There's been a few articles rolling around the internet recently on the state of the Firefox web-browser. I've made no secret that since 2004, Firefox has been my browser of choice.
However in recent years, Firefox has been losing ground rather than gaining. Most commentators point to the rise of Google's own Chrome browser, and a lot of people I know have converted over from Firefox to Chrome for various reasons. A lot have been for social reasons, i.e. because it's 'cool' (something that was previously a Firefox drawcard over Internet Explorer), and other reasons people cite are practical: they prefer the 'look', ease of use, etc.
I think that a lack of forward vision and thinking within Mozilla is also contributing to the relative gradual decline of Firefox at the moment. I have been critical of them moving to a 'rapid release' development cycle in return for little perceived benefit, which has seen the now meaningless version number jump from 4.0 to 14 in just over a year.
In doing these rapid releases, they are trying to mirror Google Chrome's own quick updates which allow them to patch and update the browser as features/fixes are developed. However, the difference between Firefox and Chrome - and it is a big difference - is that Chrome does it silently without so much as even notifying the user, while Firefox bugs you to download and install and then restart the browser for every iteration.
This is something touched on by a former Firefox developer: "Ironically, by doing rapid releases poorly, we just made Firefox look like an inferior version of Chrome. And by pushing a never-ending stream of updates on people who didn't want them, we drove a lot of those people to Chrome; exactly what we were trying to prevent."
I strongly agree with a lot of what he says regarding not just Firefox's inferior change of direction with the rapid releases, but also for software updates in general. Rapid releases aren't necessarily bad, but if they constantly bother users and break existing extensions for little perceived benefit, then that's a big usability problem.
Adding to the irritation recently has been the increasingly buggy state of Flash. Using Flash v11.3 with Firefox, it's been crashing almost hourly at the moment. Although it's Adobe's fault and not necessarily Mozilla's, people have and will vote with their feet to another product which doesn't have the problem, such as Chrome (Google bundles Flash support into the browser, rather than having it as an add-on).
I'm a huge long-term fan of Firefox, and I'll admit that I too have been tempted to convert to Chrome. However currently there are a lot of small reasons why I haven't, and a few really big ones.
The biggest deal-breaker stopping me is the lack of a way to persistently set a larger text size for readability (note that this is different from 'page-zooming' which zooms images and layout in addition to making text bigger). This is accomplished in Firefox by the fantastic NoSquint extension, and despite extensive searching, I've found no equivalent extension for Chrome.
Until that big usability issue is solved for me, even ignoring the 'lesser' important preferences I have (such as the tab-management features offered by Tab Mix Plus), there's no way I could consider Chrome to be my primary browser of choice. There's still a lot of stuff I have in my Firefox browser by way of extensions and functionality that is either onerous or impossible in Chrome at the moment.
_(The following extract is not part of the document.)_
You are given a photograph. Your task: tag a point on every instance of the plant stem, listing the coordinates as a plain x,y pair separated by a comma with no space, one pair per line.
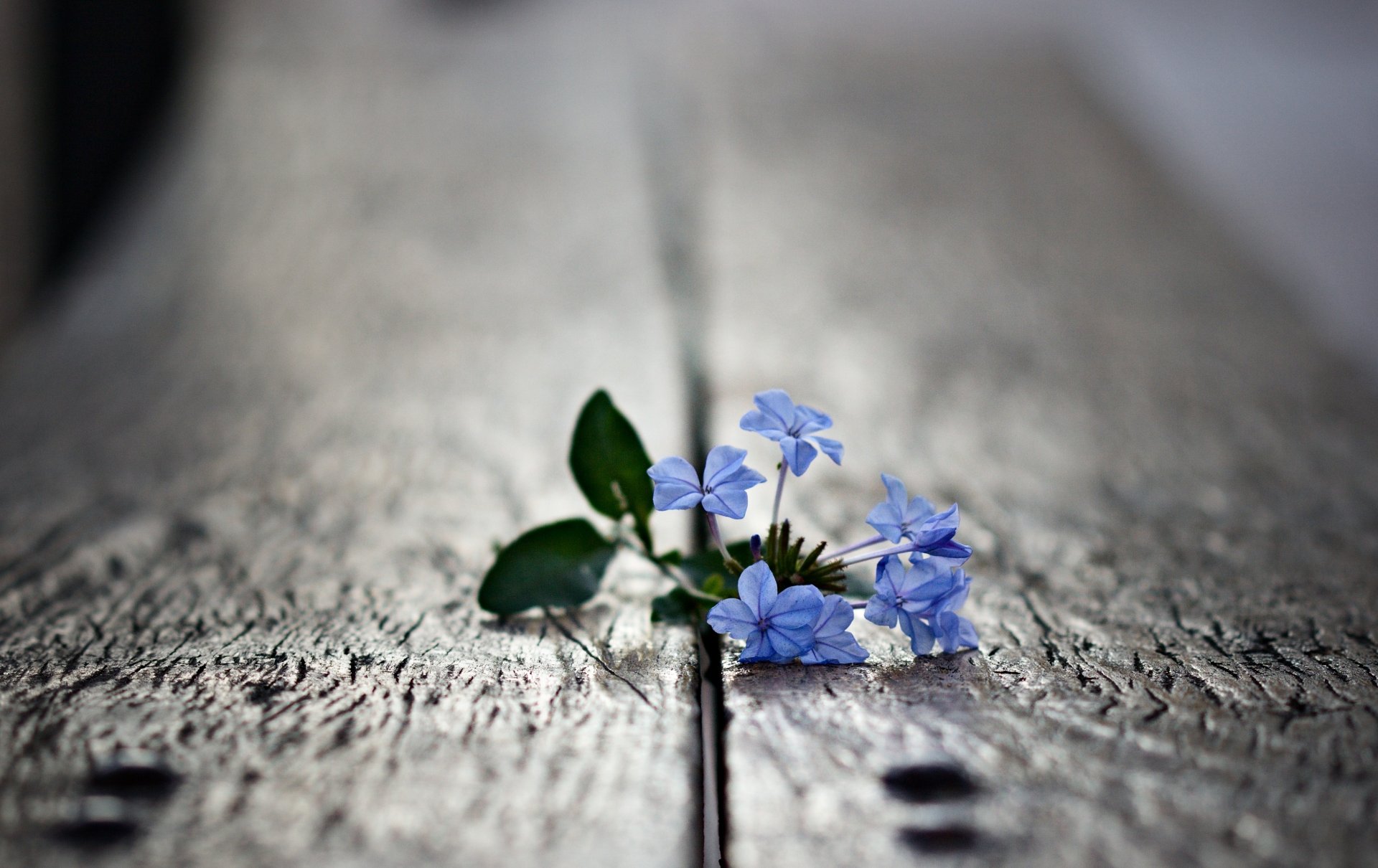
903,549
784,471
870,540
717,538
Although it all sounds like doom and gloom for Firefox, things can be turned around. As a start, as soon as possible Mozilla should invest in developing a silent-updating system which can, as much as possible, preserve extension functionality. From there they should build upon improving functionality and performance, rather than doing it the other way around.
I hope this can happen, because I associate switching to Firefox as a pivotal moment in my own (as well as the internet's) IT maturation waaay back in 2004, and it will be a very sad day indeed if one day I would have to switch away from it.